TAKILMA, Ore. - On a steep slope of the Rogue River-Siskiyou National Forest, a crew of young men with chain saws and hard hats worked their way through an old neglected clear cut, cutting brush and young trees and piling the remains to be burned later.
Freshly trained and closely supervised, the crew took care to leave behind volunteer sproutings of dogwood, madrone, and huckleberry as well as the sugar pine and Douglas fir planted here 20 years ago. The pattern is designed to grow into a healthy forest less vulnerable to wildfire and better for fish and wildlife, rather than just turn out timber.
The House Hope Stewardship Project, taken off the shelf with $1.4 million from President Obama’s economic stimulus package, will thin and restore 890 acres.

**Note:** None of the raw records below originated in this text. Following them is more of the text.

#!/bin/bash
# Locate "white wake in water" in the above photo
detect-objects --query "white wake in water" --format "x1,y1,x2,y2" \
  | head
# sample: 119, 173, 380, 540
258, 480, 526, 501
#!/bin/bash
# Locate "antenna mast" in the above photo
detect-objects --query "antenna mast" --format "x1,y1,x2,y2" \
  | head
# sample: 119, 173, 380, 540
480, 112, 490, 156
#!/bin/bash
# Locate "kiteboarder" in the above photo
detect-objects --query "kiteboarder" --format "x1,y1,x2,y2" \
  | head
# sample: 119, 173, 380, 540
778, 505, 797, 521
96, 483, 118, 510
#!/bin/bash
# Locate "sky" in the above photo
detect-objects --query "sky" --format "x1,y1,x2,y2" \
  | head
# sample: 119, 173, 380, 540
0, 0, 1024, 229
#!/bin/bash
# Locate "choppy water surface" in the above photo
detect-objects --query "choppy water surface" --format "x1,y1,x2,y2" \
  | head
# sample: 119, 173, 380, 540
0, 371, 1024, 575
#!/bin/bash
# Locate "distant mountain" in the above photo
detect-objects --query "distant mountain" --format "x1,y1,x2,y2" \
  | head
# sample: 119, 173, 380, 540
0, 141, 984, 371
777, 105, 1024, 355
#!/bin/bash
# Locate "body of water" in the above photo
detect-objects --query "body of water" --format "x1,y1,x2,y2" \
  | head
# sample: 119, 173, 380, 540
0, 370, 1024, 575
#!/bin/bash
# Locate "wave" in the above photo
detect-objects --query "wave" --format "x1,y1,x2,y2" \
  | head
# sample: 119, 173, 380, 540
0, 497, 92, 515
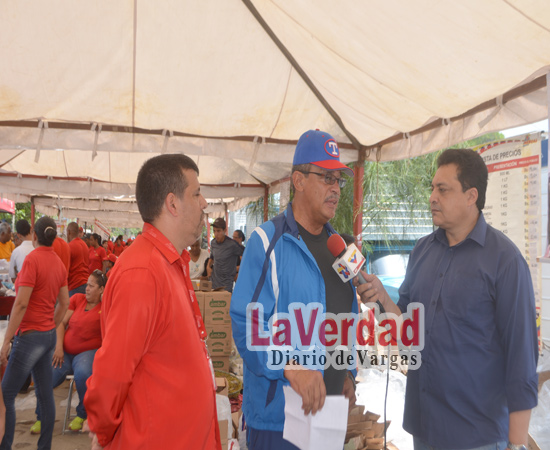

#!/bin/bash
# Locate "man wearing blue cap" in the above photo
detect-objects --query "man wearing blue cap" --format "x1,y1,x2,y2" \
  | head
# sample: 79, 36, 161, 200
230, 130, 357, 450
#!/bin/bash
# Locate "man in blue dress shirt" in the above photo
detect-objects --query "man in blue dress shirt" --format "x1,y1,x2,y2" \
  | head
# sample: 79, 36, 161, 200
357, 149, 538, 450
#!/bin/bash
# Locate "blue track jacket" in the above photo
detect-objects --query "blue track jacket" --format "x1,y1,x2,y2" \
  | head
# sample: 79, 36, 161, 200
230, 204, 357, 431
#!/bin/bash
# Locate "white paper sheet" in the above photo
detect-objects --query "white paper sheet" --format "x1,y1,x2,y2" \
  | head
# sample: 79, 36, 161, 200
283, 386, 349, 450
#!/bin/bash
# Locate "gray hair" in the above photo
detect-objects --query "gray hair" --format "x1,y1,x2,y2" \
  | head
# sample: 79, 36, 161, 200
0, 222, 11, 234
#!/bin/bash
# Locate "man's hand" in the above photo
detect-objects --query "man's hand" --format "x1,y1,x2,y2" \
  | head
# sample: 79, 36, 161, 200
52, 346, 65, 369
353, 271, 401, 316
353, 271, 387, 305
0, 342, 11, 367
88, 432, 103, 450
342, 372, 356, 409
285, 365, 327, 416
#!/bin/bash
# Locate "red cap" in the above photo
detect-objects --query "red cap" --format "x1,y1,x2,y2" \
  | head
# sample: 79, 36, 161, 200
103, 253, 117, 264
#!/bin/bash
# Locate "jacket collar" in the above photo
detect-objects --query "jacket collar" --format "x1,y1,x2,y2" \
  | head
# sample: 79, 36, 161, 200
283, 202, 336, 239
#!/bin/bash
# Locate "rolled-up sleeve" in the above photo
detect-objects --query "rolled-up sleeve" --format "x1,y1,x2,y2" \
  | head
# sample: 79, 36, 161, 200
496, 255, 538, 412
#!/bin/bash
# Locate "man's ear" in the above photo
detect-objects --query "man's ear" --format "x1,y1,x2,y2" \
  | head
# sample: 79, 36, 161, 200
468, 188, 479, 206
292, 171, 304, 192
164, 192, 179, 217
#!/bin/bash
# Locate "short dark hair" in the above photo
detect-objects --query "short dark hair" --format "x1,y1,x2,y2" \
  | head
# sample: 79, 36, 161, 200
90, 269, 107, 287
212, 217, 227, 230
235, 230, 244, 242
136, 153, 199, 223
15, 219, 31, 236
34, 216, 57, 247
437, 148, 489, 211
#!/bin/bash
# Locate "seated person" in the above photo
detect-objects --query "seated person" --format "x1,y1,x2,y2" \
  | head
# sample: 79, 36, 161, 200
31, 270, 106, 434
103, 253, 118, 279
189, 238, 210, 280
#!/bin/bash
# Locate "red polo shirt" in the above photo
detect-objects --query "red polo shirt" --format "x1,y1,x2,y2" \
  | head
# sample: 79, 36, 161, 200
69, 238, 90, 291
52, 237, 71, 273
63, 294, 101, 355
84, 224, 221, 450
15, 247, 67, 332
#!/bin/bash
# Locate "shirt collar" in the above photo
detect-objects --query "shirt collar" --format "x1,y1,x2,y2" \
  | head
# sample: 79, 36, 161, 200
432, 211, 487, 247
284, 202, 336, 239
142, 223, 191, 264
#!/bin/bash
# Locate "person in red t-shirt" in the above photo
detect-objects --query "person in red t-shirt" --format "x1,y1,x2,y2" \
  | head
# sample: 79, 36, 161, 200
101, 239, 112, 256
112, 235, 126, 257
67, 222, 90, 297
52, 236, 71, 273
84, 154, 221, 450
103, 253, 118, 279
0, 216, 69, 448
88, 233, 107, 273
31, 270, 106, 434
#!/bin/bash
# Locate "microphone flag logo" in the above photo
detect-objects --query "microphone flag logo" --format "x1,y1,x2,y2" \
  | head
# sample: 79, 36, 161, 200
338, 263, 350, 279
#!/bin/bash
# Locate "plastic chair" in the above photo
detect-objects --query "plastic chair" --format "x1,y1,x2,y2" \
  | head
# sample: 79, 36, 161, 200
61, 375, 76, 434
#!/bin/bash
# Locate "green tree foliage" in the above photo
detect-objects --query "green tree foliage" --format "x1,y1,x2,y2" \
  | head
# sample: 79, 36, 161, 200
0, 202, 36, 223
331, 133, 504, 251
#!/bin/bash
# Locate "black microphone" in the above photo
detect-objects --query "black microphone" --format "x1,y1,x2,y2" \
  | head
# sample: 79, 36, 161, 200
327, 234, 386, 313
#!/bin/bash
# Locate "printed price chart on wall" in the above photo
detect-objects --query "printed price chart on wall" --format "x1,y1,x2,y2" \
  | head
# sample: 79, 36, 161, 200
475, 133, 542, 307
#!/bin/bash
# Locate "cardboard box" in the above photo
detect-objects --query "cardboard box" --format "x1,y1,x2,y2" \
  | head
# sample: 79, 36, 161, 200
212, 355, 229, 372
206, 323, 232, 358
195, 291, 204, 322
204, 291, 231, 324
218, 420, 229, 450
216, 377, 229, 397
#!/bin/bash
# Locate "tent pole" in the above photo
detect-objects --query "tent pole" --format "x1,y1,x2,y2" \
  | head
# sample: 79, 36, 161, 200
31, 197, 35, 227
224, 203, 229, 233
353, 150, 365, 250
206, 214, 210, 250
242, 0, 363, 152
264, 184, 269, 222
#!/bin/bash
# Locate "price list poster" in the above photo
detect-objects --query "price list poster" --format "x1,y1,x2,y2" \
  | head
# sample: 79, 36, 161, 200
474, 133, 542, 338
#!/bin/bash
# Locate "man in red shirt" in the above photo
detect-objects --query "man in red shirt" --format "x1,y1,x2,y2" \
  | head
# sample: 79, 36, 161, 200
84, 154, 221, 450
52, 236, 71, 273
112, 235, 126, 257
67, 222, 90, 297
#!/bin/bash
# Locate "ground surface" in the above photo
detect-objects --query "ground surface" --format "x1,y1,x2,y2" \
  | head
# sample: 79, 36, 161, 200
12, 381, 90, 450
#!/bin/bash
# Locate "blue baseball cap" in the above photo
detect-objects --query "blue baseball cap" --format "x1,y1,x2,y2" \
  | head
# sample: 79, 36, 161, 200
292, 130, 353, 177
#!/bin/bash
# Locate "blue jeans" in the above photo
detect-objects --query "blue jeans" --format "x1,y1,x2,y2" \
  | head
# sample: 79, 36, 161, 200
0, 329, 57, 450
246, 427, 298, 450
35, 349, 97, 420
413, 436, 508, 450
69, 283, 88, 298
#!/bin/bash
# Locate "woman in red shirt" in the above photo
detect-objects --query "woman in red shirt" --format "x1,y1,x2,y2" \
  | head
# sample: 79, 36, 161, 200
88, 233, 107, 273
31, 270, 106, 434
0, 217, 69, 449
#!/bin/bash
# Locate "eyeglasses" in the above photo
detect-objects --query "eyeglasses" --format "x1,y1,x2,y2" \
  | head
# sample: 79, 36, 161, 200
300, 170, 348, 189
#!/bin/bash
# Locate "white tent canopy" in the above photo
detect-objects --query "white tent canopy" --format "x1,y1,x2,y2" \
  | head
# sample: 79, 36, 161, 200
0, 0, 550, 229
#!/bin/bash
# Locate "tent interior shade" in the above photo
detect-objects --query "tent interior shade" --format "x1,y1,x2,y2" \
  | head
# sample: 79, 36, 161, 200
0, 0, 550, 225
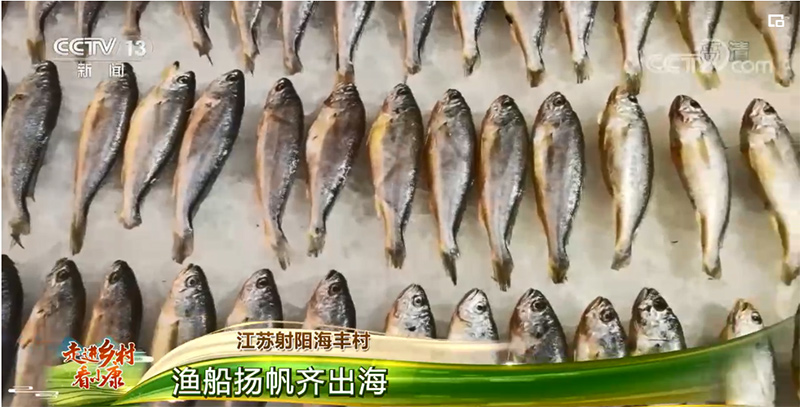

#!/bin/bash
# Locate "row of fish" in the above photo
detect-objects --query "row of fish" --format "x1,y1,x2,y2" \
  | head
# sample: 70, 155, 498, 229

It’s a tiny fraction of the 60 million to 80 million acres the US Forest Service estimates need it nationwide, but people here feel as if this is a start - not only to grappling with the growing threat of wildfire in a warming climate, but in healing rifts between environmentalists, the timber industry, and the Forest Service that have left the national forests in limbo.
“I wouldn’t go so far as to say there is peace in the valley, but we are closer than ever before,’’ said Shane Jimerfield, director of the Siskiyou Project, a local conservation group that grew out of the protests.